I never seen this before in my taskmanager, it seems it came with the realtek audio driver I installed recently.

What does it do?
Do I need it? I'm using windows 10.


----------



## Solaris17 (Nov 23, 2019)

Do you have a realtek NIC?

Looks like it belongs to both the some NIC and audio drivers. Is it the control panel? can you kill it?

You can always download the software and instead of installing point device manager to the driver payload itself and sometimes get by all the bloat.


----------



## P4-630 (Nov 23, 2019)

Solaris17 said:


> Do you have a realtek NIC?
> 
> Looks like it belongs to both the some NIC and audio drivers.
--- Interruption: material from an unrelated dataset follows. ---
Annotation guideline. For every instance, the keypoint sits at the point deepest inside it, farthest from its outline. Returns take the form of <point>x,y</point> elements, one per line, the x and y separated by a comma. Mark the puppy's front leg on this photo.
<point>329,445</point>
Is it the control panel? can you kill it?
> 
> You can always download the software and instead of installing point device manager to the driver payload itself and sometimes get by all the bloat.



I only have _realtek_ high definition audio.
Motherboard is Asus Z170 Pro gaming.
It's in the taskmanager.

Edit: Just stopped the process.
I will move the file out of the windows folder.

Edit: Ok just found this:
_ASUS USB_-_AC68_ has the _Realtek_ RTL8814AU chipset 
It's a asus wifi dongle I use.


----------